I’ve spent this past week with me, myself, and I. Lots of time throwing paint around, writing in my journal, wondering, dreaming, reading…
I often get completely derailed, practically drooling at the beauty of others and the cool happenings around me. It’s like this noise that gets louder and louder, messier and messier in my head… that puts me into a spin.
It’s great to have creative stimulation, but I think we also need to draw back into ourselves in the end. You can’t be out there experiencing 24/7. Processing time is necessary. I used to say that I’m a homebody, but really I’m an introvert.

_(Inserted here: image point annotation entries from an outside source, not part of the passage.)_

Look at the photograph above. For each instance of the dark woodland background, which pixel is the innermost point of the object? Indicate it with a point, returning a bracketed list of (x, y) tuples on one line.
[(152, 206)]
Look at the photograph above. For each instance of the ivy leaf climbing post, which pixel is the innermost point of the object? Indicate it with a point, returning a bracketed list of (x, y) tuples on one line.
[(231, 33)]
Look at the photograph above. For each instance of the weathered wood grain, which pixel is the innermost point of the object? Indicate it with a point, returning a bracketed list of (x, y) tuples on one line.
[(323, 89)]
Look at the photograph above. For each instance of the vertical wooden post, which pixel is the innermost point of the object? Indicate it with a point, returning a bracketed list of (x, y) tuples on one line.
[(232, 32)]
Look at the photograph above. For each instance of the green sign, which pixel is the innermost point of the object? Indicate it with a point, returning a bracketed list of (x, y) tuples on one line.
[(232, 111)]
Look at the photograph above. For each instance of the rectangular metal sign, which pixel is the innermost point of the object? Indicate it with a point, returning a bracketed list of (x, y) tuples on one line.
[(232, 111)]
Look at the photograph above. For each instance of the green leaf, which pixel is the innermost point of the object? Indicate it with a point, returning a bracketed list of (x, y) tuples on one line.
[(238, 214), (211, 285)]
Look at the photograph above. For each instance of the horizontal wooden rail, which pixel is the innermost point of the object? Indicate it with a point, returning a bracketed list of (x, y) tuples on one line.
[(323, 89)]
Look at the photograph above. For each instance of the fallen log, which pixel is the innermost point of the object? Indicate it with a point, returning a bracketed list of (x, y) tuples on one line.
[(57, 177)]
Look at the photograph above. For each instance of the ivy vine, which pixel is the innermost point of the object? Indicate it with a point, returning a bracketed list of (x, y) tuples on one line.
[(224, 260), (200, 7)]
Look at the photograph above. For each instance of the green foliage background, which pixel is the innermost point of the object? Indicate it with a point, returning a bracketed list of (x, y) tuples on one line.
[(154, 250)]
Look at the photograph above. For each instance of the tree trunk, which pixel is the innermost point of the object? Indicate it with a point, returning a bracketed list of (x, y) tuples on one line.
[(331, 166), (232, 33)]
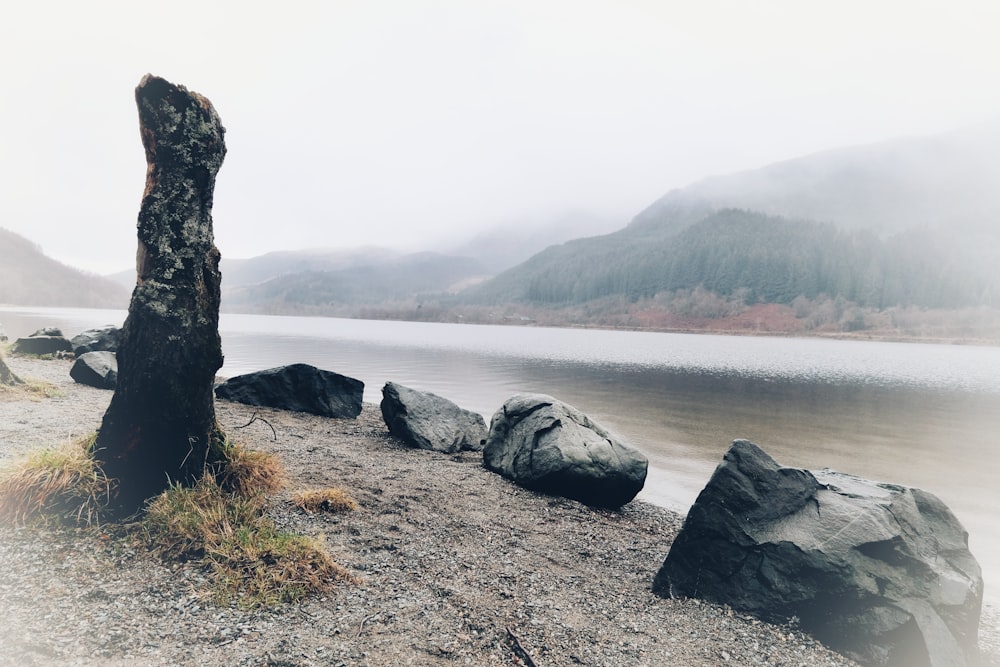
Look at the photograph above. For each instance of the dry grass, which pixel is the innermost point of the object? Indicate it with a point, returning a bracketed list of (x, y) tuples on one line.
[(218, 522), (34, 390), (249, 473), (252, 561), (325, 500), (64, 485)]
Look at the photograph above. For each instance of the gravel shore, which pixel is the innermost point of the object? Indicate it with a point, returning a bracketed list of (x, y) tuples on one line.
[(458, 566)]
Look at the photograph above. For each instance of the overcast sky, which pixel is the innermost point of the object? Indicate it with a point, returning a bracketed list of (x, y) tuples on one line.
[(414, 124)]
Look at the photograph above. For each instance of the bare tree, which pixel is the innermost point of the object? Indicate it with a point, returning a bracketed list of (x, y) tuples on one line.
[(160, 426)]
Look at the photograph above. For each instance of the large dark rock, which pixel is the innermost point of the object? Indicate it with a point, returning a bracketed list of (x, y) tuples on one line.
[(428, 421), (298, 387), (879, 572), (41, 344), (96, 369), (103, 339), (546, 445), (47, 331)]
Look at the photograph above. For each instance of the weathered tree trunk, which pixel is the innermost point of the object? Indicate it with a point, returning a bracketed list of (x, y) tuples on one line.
[(160, 426), (7, 376)]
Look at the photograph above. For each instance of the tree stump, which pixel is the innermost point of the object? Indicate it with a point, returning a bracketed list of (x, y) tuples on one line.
[(160, 427)]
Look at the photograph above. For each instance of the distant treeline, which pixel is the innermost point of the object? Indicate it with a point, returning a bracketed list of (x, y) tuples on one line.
[(758, 258)]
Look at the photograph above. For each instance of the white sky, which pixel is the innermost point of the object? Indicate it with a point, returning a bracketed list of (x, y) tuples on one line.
[(412, 124)]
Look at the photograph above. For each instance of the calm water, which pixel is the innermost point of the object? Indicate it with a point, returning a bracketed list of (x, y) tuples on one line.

I enjoy time with others, but I also need alone time to balance myself out. Sometimes, I might need a whole lot of me time. There are moments, when I just have no interest or energy to be in the company of others. Yes, I’m going to say it. Leave me (the hell) alone.
I strongly believe that it is a valid need and there should be no guilt about it! We should not be ashamed to have those feelings. We should spend time to address them. We all have different wants and needs… so spend some time figuring out what makes you whole. I actually just ordered some more books today, even though I shouldn’t be spending. Why? Because it’s an investment… in me.
Have you taken yourself out on a date? Or take yourself in for a nice movie? Or an imagination adventure inside a book? Or flow time in your art journal? I’ve realized how important it is to give myself ample alone time. For peace. For rest. For sanity.
You always hear people talking about the importance of spending time with family and friends. Why do we forget to spend time with ourselves?